Но и это не все. Еще менее возможно, чтобы материя мира была одинаково приятна каждому в каждый момент. Если кто-либо спускается с горы, то идущий ему навстречу должен подниматься в гору. Если камешек лежит там, где я хочу, он не может лежать там, где хотите вы, — разве что желания наши случайно совпадают. Это совсем не зло: без этого не было бы всех тех уступок, жертв и подарков, без которых любви, доброте и деликатности не выразить себя. Но именно это открывает путь и величайшему злу — соперничеству и вражде. А поскольку души свободны, они вольны выбирать и вежливость и соперничество. Выбравши же вражду, они могут использовать природу во вред другим. Природа дерева позволяет сделать из него и посох и дубину. Природа материи вообще означает, что в сражении победу одержат более искусные, лучше вооруженные, превосходящие числом воины, даже если их цели и несправедливы.
Наверное, можно представить себе мир, в котором Бог то и дело выправляет злоупотребления свободной воли, — дубина становится мягкой, а воздух не может передать звуковые волны оскорбительных слов.

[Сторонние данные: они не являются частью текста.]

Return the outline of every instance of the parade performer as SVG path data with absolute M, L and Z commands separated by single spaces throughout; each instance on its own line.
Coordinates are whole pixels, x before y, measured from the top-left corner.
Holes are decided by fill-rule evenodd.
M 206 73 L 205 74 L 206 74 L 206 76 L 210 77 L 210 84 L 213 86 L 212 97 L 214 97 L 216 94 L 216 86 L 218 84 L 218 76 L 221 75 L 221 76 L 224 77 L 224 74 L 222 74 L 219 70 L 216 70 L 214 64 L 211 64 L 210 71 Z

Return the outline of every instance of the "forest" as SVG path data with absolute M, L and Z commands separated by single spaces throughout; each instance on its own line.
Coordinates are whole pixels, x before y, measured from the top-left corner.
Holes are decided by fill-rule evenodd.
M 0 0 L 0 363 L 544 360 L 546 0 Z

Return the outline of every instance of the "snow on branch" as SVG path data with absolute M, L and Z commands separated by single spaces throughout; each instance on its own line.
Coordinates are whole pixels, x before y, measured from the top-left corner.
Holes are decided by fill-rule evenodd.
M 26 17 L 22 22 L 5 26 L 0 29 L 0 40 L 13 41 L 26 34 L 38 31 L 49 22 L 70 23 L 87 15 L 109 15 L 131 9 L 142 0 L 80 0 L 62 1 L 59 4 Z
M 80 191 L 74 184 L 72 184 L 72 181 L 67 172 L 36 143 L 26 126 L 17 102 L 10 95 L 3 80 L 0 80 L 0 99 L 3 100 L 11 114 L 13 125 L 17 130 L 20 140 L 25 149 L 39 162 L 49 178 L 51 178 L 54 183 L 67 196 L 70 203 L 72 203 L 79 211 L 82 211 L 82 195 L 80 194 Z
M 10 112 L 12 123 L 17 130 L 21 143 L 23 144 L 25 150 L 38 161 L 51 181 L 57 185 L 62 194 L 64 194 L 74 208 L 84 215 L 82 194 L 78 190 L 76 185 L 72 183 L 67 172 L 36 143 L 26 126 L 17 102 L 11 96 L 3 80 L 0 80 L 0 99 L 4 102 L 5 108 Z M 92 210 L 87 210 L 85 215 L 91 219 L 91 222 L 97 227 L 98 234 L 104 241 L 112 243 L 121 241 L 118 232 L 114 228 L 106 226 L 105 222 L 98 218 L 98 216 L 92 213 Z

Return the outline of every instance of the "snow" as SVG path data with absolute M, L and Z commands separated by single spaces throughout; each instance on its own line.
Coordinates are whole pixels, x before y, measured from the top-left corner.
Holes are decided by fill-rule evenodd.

Но в этом мире не будет свободы воли, даже помыслов дурных там не будет, клетки мозга откажутся их обрабатывать. Мы, христиане, верим, что Бог может менять поведение материи и прибегает иногда к этой возможности, творя чудеса, но чудо на то и чудо, что оно исключительно редко. Играя в шахматы, вы сможете вдруг поддаться сопернику, и это будет выглядеть так же, как чудо, но отношению к законам природы. Вы можете отдать ладью или позволить, чтобы соперник вернул ошибочный ход. Но если вы уступите ему во всем — будете возвращать все ходы, а ваши фигуры исчезнут, как только его позиция покажется ему не совсем удовлетворительной, — игры не будет. Твердые законы, причинно-следственные связи, весь природный порядок — это и рамки, в которые вписана жизнь наших душ, и непременные условия этой жизни. Попробуйте исключить отсюда ту возможность страдания, которую неизбежно порождают и природный порядок, и наличие свободных воль, — и вы увидите, что исключили саму жизнь.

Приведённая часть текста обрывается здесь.